Verordening Handhaving Wwb, Wet WIJ, IOAW en IOAZ 2011

Geldend van 01-02-2012 t/m 03-01-2013

Intitulé

Verordening Handhaving Wwb, Wet WIJ, IOAW en IOAZ 2011

De Raad van de gemeente Grave;

Gezien het voorstel van burgemeester en wethouders van 4 oktober 2011, en gelet op

de artikelen 8a van de Wet werk en bijstand en artikel 12, eerste lid, sub c van de Wet investeren in jongeren en artikel 35 lid 1, sub c van de Wet inkomensvoorziening oudere en gedeeltelijk arbeidsongeschikte werkloze werknemers en artikel 35 lid 1 sub c van de Wet inkomensvoorziening oudere en gedeeltelijk arbeidsongeschikte gewezen zelfstandigen;

overwegende dat het noodzakelijk is bij verordening regels te stellen met betrekking tot het bestrijden van misbruik en oneigenlijk gebruik van de Wet werk en bijstand, de Wet investeren in jongeren, de Wet inkomensvoorziening oudere en gedeeltelijk arbeidsongeschikte werkloze werknemers en de Wet inkomensvoorziening oudere en gedeeltelijk arbeidsongeschikte gewezen zelfstandigen;

B E S L U I T:

vast te stellen:

Verordening Handhaving Wwb, Wet WIJ, IOAW en IOAZ 2011

Hoofdstuk 1 Algemene bepalingen

Artikel 1 Begripsomschrijving

  • 1.

    Alle begrippen die in deze verordening worden gebruikt en die niet nader worden omschreven hebben dezelfde betekenis als in de Wet werk en bijstand (WWB), de Wet investeren in jongeren (WIJ), de Wet inkomensvoorziening oudere en gedeeltelijk arbeidsongeschikte werkloze werknemers(IOAW), de Wet inkomensvoorziening oudere en gedeeltelijk arbeidsongeschikte gewezen zelfstandigen(IOAZ), het Besluit bijstandsverlening zelfstandigen 2004(Bbz 2004), de Wet structuur uitvoeringsorganisatie werk en inkomen (Suwi) en de Algemene wet bestuursrecht (Awb).

  • 2.

    In deze verordening wordt verstaan onder:

    • a.

      de wet: de Wet werk en bijstand met inbegrip van het Besluit bijstandsverlening zelfstandigen 2004, de Wet investeren in jongeren, de Wet inkomensvoorziening oudere en gedeeltelijk arbeidsongeschikte werkloze werknemers en de Wet inkomensvoorziening oudere en gedeeltelijk arbeidsongeschikte gewezen zelfstandigen;

    • b.

      het College: het College van burgemeester en wethouders;

    • c.

      belanghebbende: de persoon die bijstand ingevolge de WWB heeft aangevraagd dan wel ontvangt of heeft ontvangen;

      de persoon die een werkleeraanbod en/of inkomensvoorziening ingevolge de Wet WIJ heeft aangevraagd dan wel ontvangt of heeft ontvangen; de persoon die een uitkering ingevolge de IOAW/IOAZ heeft aangevraagd dan wel ontvangt of heeft ontvangen;

    • d.

      bestandsvergelijking: het vergelijken van bestanden van publiekrechtelijke organisaties;

    • e.

      samenloopsignalen: een signaal van het Inlichtingenbureau wanneer een belanghebbende over meerdere inkomensbronnen beschikt.

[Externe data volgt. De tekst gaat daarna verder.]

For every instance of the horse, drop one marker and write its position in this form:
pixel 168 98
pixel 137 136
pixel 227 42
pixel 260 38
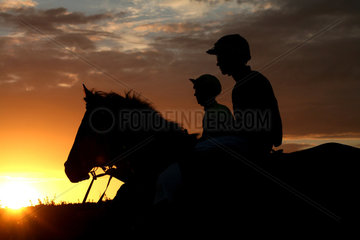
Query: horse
pixel 217 186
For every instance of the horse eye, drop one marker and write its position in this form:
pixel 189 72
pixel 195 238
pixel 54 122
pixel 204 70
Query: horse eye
pixel 101 120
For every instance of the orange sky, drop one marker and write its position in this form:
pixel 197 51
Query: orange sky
pixel 309 51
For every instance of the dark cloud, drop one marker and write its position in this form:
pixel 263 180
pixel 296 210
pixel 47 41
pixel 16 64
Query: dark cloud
pixel 293 147
pixel 49 20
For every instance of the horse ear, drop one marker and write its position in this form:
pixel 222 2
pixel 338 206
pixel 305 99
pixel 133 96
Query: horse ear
pixel 88 93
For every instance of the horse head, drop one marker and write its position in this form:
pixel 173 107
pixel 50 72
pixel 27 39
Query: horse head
pixel 113 125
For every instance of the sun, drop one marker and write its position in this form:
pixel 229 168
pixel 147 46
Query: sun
pixel 17 193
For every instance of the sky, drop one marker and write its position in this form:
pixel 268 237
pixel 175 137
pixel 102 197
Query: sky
pixel 308 49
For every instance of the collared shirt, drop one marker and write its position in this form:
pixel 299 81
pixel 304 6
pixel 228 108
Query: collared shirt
pixel 256 110
pixel 218 121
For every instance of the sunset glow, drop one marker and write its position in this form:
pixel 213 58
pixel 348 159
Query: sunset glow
pixel 309 52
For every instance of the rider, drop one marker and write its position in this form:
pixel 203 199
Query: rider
pixel 218 119
pixel 252 95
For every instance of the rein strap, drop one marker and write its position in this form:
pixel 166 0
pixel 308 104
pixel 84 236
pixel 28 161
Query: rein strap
pixel 94 177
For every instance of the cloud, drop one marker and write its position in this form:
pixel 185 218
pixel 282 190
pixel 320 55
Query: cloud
pixel 49 20
pixel 16 4
pixel 293 147
pixel 316 84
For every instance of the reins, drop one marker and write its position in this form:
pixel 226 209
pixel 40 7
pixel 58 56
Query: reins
pixel 94 177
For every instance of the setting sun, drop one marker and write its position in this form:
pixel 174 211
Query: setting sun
pixel 16 193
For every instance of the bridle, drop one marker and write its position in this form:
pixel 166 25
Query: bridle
pixel 94 177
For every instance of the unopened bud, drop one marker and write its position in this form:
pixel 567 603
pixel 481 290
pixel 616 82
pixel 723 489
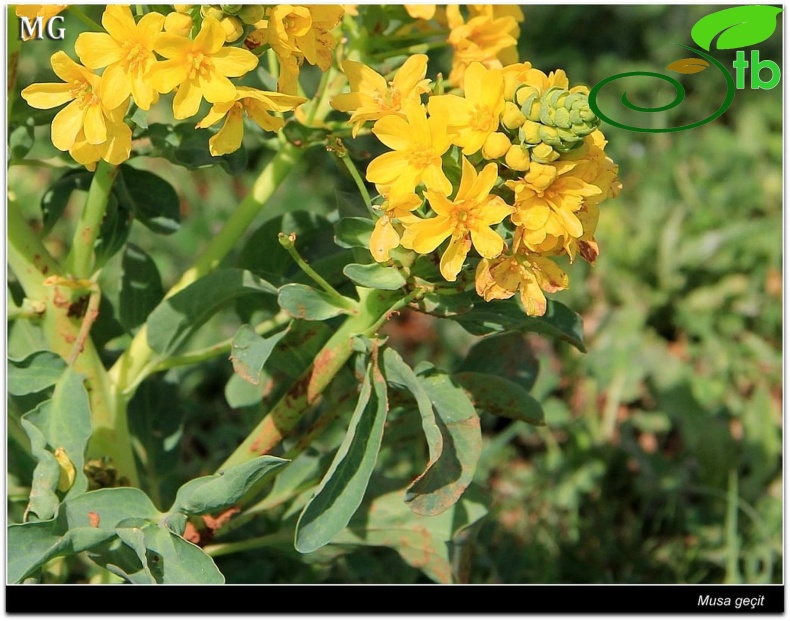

Hoofdstuk 2 Voorlichting en controle

Artikel 2 Voorlichting

Het College draagt zorg voor een goede voorlichting aan de belanghebbende. Tijdens aanvragen en heronderzoeken wordt belanghebbende geïnformeerd over de rechten en plichten die aan het ontvangen van bijstand en een inkomensvoorziening verbonden zijn, en over de consequenties van misbruik en oneigenlijk gebruik.

Artikel 3 Controle bij de aanvraag, tijdens en na beëindiging van de bijstand of inkomensvoorziening.

  • 1. Bij de beoordeling van iedere aanvraag draagt het College zorg voor de uitvoering van een eenduidige wijze van controle en een eenduidige handelswijze bij inconsistenties in de aanvraag.

  • 2. Het College voert onderzoeken uit om de rechtmatigheid van de uitkering/inkomensvoorziening te controleren, alsmede onderzoeken naar de reden van beëindiging van de uitkering/inkomensvoorziening, binnen de door het College nader te bepalen termijnen en neemt op basis daarvan besluiten met betrekking tot de rechtmatigheid van de uitkering en de wederzijds tussen het College en de belanghebbende resterende verplichtingen en de afhandeling daarvan.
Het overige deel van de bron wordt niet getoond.